Jerusalem Lösung im Nahost-Krieg? Rechte Israelis fordern Wiederbesiedlung Gazas
Rechte Israelis haben auf einer Kundgebung zu Tausenden die israelische Wiederbesiedlung des Gazastreifens gefordert. Unter ihnen sind auch einige Minister der Regierungspartei Jerusalems. So argumentieren sie für ihre Lösung des Nahost-Konflikts.
Tausende Israelis haben sich auf einer Kundgebung in einem Konferenzzentrum in Jerusalem für eine israelische Wiederbesiedlung des Gazastreifens ausgesprochen. Nur so könne die Sicherheit für die Menschen in Israel gewährleistet werden. Laut Medienberichten waren bei der sogenannten „Konferenz des Sieges“ am Sonntag auch Mitglieder der rechten Regierungspartei Likud von Ministerpräsident Benjamin Netanjahu sowie einige rechtsradikale Minister anwesend.
Wie die „Times of Israel“ berichtete, forderte Sicherheitsminister Itamar Ben-Gvir zudem, die „freiwillige Auswanderung“ der Palästinenser aus dem Gazastreifen zu fördern. „Wenn wir keinen weiteren 7. Oktober wollen, müssen wir das Gebiet kontrollieren“, verweist Ben-Gvir auf den Großangriff der radikalislamischen Hamas vor fast vier Monaten. Außerhalb des Raumes wurden T-Shirts mit dem Slogan „Gaza ist Teil von Israel“ verkauft. Ein Spruchband von Zuschauern trug die Aufschrift „Nur ein Transfer wird Frieden bringen“.
Seit dem Terroranschlag der Hamas auf Israel am 7. Oktober und der darauf folgenden Großoffensive des israelischen Militärs mussten nach UN-Angaben nahezu zwei Millionen Palästinenser aus ihren Heimatstädten fliehen. Das entspricht etwa 85 Prozent der Gesamtbevölkerung von Gaza.
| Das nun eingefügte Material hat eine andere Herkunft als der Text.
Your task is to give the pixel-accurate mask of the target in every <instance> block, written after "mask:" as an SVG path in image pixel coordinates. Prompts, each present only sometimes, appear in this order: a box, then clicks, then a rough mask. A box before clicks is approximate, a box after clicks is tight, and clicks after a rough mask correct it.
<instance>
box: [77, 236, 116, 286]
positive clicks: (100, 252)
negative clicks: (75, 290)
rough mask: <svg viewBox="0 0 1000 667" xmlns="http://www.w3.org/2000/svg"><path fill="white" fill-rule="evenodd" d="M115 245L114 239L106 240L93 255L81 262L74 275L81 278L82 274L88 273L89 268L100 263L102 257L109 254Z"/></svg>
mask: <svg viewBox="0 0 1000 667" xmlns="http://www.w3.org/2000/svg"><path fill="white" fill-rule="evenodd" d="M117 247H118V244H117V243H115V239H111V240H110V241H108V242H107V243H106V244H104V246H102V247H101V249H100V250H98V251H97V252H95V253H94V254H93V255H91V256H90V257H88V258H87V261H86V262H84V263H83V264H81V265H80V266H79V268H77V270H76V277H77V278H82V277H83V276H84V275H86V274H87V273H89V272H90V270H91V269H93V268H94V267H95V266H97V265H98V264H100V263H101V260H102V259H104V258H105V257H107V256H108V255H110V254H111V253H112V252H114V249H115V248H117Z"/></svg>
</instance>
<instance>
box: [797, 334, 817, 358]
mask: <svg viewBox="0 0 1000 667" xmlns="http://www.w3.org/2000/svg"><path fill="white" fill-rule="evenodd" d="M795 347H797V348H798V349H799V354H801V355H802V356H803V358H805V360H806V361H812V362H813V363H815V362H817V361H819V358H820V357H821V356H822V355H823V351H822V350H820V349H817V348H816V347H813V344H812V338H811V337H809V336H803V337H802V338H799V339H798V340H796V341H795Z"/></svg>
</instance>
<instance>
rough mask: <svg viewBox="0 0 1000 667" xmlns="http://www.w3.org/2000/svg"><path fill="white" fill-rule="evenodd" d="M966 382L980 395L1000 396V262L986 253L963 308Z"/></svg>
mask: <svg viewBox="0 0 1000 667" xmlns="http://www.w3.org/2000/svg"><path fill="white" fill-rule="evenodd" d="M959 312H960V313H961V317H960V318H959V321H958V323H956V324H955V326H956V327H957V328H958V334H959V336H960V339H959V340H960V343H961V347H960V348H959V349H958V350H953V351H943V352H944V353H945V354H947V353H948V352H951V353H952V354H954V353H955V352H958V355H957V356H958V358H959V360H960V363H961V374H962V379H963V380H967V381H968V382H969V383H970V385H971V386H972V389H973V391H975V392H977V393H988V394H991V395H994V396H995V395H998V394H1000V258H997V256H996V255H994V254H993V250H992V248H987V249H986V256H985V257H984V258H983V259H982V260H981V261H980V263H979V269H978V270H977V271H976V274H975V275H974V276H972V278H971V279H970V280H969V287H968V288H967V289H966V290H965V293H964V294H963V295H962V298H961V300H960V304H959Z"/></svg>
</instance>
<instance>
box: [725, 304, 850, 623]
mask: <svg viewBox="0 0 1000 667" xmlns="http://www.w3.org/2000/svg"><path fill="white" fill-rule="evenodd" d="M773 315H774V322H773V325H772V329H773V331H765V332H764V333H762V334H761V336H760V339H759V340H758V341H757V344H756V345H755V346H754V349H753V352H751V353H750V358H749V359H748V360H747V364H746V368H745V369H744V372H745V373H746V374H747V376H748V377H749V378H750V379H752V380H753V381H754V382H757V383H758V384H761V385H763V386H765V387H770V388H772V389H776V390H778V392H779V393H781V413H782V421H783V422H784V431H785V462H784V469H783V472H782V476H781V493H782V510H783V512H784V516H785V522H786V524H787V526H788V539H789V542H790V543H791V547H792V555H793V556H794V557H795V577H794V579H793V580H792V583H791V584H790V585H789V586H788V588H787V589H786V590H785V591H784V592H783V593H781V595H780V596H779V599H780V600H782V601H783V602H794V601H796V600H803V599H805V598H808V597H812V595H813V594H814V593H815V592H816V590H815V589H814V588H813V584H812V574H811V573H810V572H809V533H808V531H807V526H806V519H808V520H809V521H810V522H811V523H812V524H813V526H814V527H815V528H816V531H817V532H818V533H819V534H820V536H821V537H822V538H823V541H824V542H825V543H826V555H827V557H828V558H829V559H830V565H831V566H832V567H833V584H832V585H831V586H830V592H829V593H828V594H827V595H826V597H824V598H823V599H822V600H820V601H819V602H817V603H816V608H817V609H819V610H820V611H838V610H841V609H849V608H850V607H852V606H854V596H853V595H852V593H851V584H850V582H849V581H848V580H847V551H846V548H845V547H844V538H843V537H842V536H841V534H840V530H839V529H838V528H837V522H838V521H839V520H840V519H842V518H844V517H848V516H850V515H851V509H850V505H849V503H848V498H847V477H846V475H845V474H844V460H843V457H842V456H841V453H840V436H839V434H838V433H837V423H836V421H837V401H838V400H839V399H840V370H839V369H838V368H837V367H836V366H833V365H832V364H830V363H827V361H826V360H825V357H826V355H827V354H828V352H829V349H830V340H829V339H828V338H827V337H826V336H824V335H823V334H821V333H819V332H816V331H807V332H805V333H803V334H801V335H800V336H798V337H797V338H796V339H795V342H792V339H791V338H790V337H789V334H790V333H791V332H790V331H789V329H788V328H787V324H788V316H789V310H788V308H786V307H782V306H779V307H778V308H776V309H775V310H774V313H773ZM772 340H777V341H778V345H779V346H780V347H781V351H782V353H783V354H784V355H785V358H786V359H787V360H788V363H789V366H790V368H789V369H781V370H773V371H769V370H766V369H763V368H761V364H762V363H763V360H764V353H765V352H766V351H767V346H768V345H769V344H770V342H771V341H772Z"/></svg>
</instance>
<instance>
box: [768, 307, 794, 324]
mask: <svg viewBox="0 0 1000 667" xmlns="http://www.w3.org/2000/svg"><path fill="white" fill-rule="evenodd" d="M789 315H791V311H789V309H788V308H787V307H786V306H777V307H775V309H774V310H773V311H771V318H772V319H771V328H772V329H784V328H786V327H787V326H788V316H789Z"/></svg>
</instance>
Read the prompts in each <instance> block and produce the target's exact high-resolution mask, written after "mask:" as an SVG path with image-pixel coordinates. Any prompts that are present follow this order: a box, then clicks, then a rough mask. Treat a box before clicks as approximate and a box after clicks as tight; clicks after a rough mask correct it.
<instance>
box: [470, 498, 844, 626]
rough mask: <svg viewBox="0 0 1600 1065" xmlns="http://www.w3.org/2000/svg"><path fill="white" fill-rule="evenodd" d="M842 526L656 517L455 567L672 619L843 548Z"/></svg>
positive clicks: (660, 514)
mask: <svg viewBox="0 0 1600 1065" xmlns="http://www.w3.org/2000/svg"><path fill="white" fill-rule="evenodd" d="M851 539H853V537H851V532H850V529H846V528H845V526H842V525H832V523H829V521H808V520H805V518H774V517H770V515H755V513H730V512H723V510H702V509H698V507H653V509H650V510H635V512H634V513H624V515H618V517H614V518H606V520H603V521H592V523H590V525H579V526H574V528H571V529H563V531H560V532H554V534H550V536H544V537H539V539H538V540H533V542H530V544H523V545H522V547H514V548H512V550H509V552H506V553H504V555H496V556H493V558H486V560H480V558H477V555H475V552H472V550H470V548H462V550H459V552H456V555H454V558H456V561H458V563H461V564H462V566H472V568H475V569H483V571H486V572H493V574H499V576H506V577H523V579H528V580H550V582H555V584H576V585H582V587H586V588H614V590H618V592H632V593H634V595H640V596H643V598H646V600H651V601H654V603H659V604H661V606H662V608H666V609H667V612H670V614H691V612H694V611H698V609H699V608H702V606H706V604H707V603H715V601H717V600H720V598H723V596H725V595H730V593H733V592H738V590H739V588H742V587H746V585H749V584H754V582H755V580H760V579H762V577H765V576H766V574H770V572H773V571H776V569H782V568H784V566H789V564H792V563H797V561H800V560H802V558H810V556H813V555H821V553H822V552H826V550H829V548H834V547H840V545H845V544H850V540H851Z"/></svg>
Nachfolgende Grafik veranschaulicht die Anzahl der Binnenflüchtlinge in Gaza durch israelische Militäroffensiven:
Das palästinensische Außenministerium in Ramallah nannte die Kundgebung in einer Mitteilung ein „Treffen kolonialistischer Terrororganisationen“ und kritisierte auf X die vertretenen Inhalte. Das Treffen würde erneut das wahre Gesicht der israelischen Regierungskoalition enthüllen. In der Verantwortung sieht er Netanjahus Regierung.
Auch der israelische Oppostionsführer Jair Lapid äußerte sich am Sonntagabend zur „Konferenz des Sieges“ auf X: „Die schädlichste Regierung in der Geschichte des Landes hat heute Abend einen neuen Tiefpunkt erreicht.“ Dieses Treffen sei eine Schande für Netanjahu und seine ehemals mittig ausgerichtete Partei, die „heute hilflos von Radikalen mitgeschleift wird“.
Unter Berufung auf einen Vertrauten des israelischen Regierungschefs Benjamin Netanjahu berichtete die Nachrichtenseite ynet, dass auch dieser die Konferenz für „schädlich“ halte. Eine Wiederbesiedlung des Gazastreifen durch Israelis nannte Netanjahu kürzlich „kein realistisches Ziel“, er lehnte allerdings auch einen eigenständigen Palästinenserstaat ab.